TIP: Prospective buyers see that you’re passionate about their organization – or you wouldn’t be in front of them in the first place.
Witness the recent case of a start-up and their pitch. When I read through their draft mission statement, the sentence that jumped out was "Our business idea was born in 1999, but it soon became a shuttled dream." I thought, ‘If this were my initiative, I'd start with that very point and build the whole story around it’. Not only did these people want to do something 20 years ago, they succeeded in holding fast to their vital cause. And guess what? It's the most compelling reason to re-apply for funding now -- several decades later.
TIP: To be able to communicate your value is both an art and a science.

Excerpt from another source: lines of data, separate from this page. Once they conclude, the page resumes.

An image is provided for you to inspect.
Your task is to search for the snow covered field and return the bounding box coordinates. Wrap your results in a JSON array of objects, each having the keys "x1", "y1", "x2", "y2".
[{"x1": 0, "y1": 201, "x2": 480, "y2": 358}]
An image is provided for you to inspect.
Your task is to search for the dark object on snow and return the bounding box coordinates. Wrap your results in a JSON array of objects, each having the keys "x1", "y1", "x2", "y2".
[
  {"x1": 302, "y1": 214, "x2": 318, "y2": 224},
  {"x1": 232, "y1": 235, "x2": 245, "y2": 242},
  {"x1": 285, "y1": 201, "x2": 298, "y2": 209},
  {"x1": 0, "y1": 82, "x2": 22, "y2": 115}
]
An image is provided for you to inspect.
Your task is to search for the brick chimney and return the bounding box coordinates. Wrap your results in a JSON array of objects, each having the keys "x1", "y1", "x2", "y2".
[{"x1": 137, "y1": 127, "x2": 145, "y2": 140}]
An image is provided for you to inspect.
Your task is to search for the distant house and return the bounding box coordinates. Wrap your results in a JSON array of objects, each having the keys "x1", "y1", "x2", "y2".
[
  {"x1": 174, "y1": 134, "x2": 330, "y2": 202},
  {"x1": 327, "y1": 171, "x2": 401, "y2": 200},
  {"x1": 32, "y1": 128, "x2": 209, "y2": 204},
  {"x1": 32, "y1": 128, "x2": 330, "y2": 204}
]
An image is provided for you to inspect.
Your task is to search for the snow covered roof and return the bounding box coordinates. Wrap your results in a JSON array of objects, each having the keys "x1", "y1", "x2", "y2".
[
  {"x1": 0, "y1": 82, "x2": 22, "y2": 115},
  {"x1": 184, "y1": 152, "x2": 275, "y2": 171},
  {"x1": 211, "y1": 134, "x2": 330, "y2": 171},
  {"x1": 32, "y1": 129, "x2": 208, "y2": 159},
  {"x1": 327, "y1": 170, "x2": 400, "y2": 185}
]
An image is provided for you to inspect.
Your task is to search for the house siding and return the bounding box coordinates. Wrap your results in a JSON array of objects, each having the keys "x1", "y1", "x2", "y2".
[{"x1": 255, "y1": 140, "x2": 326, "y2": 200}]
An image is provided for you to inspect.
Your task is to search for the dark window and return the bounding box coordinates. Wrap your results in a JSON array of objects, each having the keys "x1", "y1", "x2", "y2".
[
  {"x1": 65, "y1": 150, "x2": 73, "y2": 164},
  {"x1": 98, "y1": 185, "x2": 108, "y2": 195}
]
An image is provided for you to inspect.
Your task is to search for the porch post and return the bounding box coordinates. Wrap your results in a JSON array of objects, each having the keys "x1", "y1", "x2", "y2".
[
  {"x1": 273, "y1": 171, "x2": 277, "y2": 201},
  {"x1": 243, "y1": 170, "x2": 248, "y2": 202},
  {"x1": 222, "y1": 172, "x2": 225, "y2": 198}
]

This group of upstarts was all set to go, but then –as it often does– a world shift happened. The technological explosion made their route more formidable but not impossible. It's 2019, and they still feel strongly about working towards their old goals in mobilizing their customers. The only difference: Now they have a side list of achievements (and flops), a legacy of perseverance and dedication they can use to back up those claims.

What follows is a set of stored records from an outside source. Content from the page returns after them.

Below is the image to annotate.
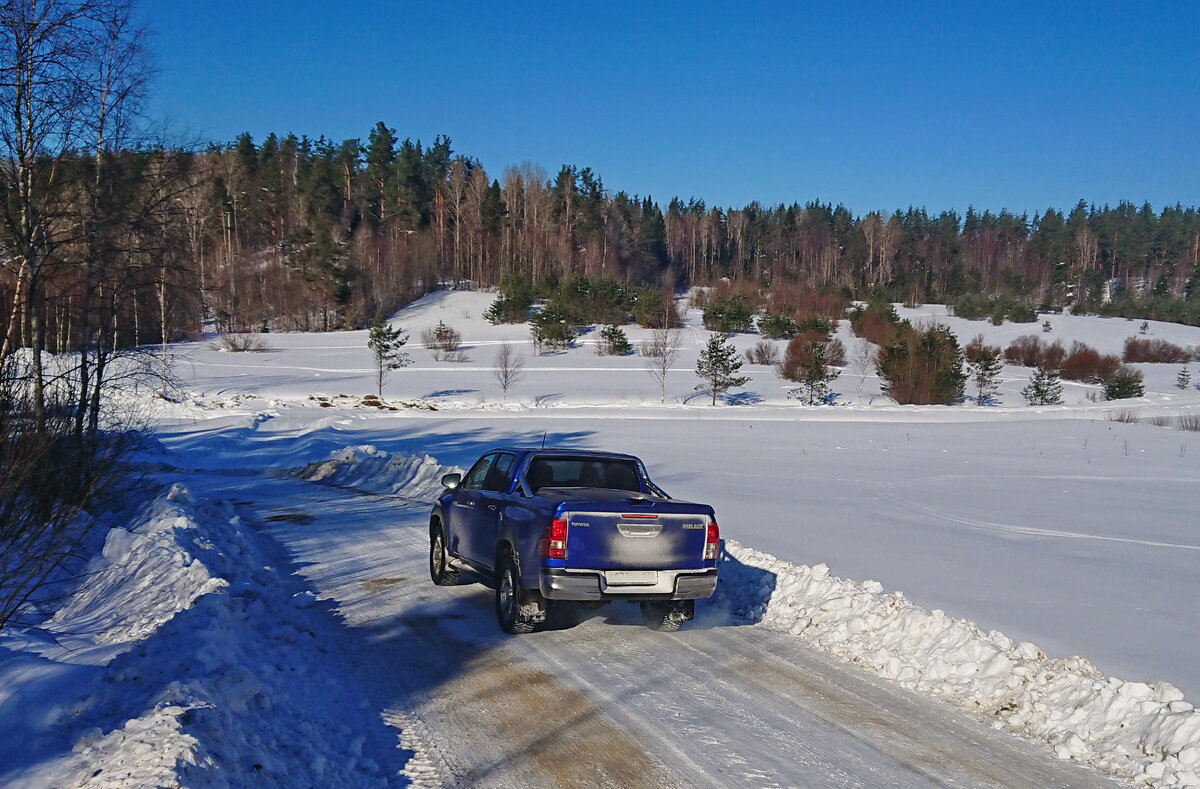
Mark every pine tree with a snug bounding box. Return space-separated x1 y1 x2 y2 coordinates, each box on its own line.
367 318 413 399
596 325 634 356
779 337 841 405
967 347 1004 405
696 335 750 405
1021 367 1062 405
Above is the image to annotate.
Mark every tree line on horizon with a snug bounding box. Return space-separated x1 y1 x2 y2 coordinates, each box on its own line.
166 122 1200 331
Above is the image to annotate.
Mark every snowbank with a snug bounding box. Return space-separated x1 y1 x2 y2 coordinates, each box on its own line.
294 444 462 501
285 445 1200 789
0 486 394 788
715 540 1200 788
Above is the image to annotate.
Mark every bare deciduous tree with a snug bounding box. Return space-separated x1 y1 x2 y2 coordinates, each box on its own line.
640 329 683 403
492 343 524 402
850 338 875 399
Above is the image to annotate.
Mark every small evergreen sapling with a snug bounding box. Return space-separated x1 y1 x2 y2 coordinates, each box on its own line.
696 335 750 405
966 345 1004 405
367 318 413 399
596 326 634 356
779 337 841 405
1021 367 1062 405
1104 365 1146 400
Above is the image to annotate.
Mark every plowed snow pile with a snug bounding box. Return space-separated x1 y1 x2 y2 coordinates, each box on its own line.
295 444 462 501
715 540 1200 787
309 445 1200 788
0 486 394 789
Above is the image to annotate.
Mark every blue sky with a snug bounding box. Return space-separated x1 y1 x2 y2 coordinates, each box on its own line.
142 0 1200 213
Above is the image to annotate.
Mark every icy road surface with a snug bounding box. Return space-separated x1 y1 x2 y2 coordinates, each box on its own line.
185 472 1120 788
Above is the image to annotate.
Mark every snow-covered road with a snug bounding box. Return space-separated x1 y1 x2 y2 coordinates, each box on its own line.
182 471 1117 787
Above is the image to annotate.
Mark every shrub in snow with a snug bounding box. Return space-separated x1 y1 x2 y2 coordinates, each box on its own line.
529 302 580 354
778 335 841 405
421 320 462 361
484 275 533 325
1004 335 1067 368
1122 337 1192 365
704 295 754 335
758 313 800 339
878 324 966 405
632 285 683 329
850 301 911 348
1104 365 1146 400
492 343 524 400
596 326 634 356
746 339 779 366
212 335 268 354
1058 341 1121 384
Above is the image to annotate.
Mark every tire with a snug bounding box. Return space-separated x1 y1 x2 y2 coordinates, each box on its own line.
496 554 546 633
642 600 696 633
430 524 458 586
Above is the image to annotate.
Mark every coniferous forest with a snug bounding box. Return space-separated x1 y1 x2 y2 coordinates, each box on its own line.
166 122 1200 333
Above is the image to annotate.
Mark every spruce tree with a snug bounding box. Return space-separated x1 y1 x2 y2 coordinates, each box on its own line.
967 347 1004 405
1104 365 1146 400
1021 367 1062 405
779 337 841 405
367 318 413 399
696 333 750 405
596 326 634 356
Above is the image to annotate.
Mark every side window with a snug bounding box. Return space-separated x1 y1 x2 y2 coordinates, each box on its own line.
484 452 516 492
462 454 497 490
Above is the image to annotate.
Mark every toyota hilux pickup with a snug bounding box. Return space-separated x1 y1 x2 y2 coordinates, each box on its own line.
430 448 721 633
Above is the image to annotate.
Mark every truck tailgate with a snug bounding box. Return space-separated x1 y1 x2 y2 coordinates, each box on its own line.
564 507 708 568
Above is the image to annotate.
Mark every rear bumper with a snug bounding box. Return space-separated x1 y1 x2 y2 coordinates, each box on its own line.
539 567 716 601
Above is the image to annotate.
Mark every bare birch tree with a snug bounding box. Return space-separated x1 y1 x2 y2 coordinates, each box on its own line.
640 329 683 403
492 343 524 402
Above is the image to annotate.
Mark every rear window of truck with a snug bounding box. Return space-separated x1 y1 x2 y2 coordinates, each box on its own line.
526 456 642 493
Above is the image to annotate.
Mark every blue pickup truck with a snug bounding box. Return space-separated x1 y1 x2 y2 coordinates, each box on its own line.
430 448 721 633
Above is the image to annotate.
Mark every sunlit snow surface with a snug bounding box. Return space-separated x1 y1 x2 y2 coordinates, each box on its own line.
7 293 1200 785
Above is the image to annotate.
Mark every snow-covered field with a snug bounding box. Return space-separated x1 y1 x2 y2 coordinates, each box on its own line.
7 293 1200 787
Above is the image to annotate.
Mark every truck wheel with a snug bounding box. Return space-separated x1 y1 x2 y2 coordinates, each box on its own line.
642 600 696 633
430 524 458 586
496 554 546 633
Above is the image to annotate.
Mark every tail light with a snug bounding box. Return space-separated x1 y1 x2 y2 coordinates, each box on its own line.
704 518 721 561
541 518 566 559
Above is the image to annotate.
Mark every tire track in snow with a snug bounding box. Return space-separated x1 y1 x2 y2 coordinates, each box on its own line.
880 489 1200 550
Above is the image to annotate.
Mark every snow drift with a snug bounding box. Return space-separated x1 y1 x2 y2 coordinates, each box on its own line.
0 486 403 788
294 444 462 501
296 445 1200 788
715 540 1200 787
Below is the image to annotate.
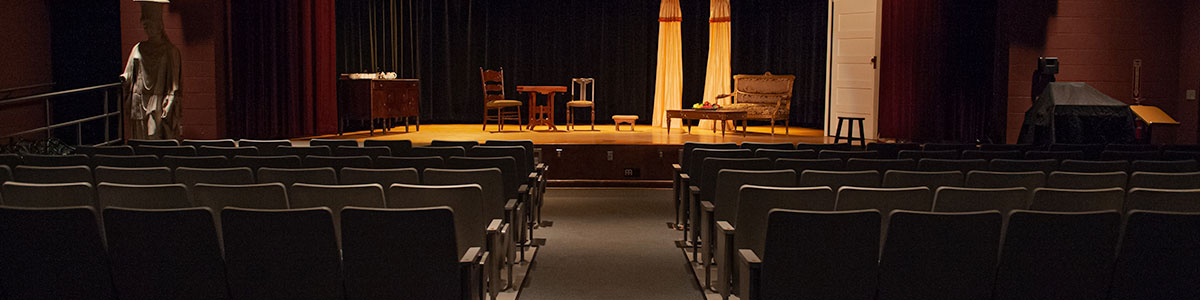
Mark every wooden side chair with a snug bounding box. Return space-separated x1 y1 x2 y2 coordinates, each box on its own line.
479 67 524 131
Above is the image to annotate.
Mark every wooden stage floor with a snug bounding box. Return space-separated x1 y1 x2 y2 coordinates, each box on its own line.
300 124 833 145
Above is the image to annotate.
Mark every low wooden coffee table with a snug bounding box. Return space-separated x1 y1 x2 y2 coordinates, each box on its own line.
667 109 746 137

TIP: Your pitch is more than an advertisement. It’s a testament to the likelihood of profitability.
The venturesome team applied effort with abandon, a whole lot of trial and error, and eventually got it right! Their product still has viability, profitability and universality. And it is the digital world that's made getting the real message out possible. The only update required: Showing how the product fits into today’s disrupted market. While they had many right pieces to make an effective enterprise in 1999, it may have benefitted from some rethinking born of a different story arc.

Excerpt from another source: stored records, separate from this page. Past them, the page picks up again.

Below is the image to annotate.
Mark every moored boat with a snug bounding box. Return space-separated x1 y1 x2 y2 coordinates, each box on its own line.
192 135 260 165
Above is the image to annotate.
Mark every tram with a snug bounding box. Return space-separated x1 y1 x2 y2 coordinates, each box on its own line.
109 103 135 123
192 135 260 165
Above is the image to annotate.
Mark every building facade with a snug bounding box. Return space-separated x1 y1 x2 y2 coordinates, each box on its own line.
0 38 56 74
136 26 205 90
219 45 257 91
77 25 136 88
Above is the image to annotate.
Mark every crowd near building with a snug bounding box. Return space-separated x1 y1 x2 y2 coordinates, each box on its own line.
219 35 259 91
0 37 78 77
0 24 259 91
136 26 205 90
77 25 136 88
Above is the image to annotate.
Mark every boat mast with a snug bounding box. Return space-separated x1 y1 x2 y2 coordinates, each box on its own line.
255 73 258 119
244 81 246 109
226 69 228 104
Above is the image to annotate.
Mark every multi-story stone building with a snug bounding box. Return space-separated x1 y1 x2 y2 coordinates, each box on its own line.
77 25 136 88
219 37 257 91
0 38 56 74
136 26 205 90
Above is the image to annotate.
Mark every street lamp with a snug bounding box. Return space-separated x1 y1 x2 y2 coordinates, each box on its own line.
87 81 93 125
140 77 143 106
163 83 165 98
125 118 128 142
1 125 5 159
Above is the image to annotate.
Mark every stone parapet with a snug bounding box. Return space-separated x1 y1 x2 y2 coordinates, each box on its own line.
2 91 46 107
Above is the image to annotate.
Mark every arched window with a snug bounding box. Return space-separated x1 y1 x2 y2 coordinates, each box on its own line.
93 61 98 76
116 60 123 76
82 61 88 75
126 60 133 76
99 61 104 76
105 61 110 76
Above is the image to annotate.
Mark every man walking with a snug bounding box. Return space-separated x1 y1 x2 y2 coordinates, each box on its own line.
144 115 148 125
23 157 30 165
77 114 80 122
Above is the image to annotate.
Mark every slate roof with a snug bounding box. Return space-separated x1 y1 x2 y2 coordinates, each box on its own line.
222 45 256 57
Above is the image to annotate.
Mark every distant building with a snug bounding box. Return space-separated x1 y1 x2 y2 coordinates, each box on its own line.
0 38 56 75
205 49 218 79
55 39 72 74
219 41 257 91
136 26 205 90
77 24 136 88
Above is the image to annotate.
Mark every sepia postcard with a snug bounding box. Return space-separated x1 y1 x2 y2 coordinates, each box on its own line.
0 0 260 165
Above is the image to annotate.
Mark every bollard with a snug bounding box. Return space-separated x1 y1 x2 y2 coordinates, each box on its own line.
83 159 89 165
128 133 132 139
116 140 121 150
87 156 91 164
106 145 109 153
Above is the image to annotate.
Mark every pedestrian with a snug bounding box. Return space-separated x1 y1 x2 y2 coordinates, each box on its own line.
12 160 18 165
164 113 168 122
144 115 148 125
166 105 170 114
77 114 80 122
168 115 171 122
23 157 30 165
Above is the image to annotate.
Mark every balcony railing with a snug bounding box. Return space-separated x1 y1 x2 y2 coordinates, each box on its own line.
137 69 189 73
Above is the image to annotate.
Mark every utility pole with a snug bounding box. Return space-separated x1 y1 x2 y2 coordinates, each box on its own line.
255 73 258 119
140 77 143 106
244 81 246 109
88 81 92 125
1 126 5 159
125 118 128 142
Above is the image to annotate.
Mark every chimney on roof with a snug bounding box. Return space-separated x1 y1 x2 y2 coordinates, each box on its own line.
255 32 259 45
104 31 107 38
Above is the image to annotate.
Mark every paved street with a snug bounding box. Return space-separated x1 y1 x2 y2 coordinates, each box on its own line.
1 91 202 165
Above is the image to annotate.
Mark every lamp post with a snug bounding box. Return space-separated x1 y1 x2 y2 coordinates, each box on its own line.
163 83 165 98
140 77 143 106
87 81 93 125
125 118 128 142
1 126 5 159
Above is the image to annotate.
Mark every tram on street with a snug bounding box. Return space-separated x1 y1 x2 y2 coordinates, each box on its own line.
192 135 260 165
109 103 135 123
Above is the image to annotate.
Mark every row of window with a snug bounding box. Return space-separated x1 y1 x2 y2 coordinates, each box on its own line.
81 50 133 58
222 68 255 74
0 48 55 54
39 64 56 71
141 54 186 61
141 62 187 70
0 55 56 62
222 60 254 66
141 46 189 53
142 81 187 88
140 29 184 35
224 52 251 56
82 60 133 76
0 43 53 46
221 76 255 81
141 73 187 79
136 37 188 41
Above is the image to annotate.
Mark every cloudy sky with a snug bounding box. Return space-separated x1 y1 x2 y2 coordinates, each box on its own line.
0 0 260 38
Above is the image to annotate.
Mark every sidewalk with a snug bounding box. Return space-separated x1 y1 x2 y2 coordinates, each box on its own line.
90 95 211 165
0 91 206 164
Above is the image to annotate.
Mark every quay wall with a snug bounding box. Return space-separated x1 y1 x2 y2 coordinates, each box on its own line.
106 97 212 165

TIP: Expect to make adjustments. Whether it’s been 4, 14 or even 24 years, your business evolves.
Just like a business venture, you’re always emerging, too. Millennials and Gen Z’s, does this sound like your career, role or current job? You feel caught in a “cycle” and in search of a fresh pursuit. Or you know you have creative drive, but not a real means to make money. I’d say, "Stay the course. Yours are 21st Century typical voices-- and you’re definitely not alone."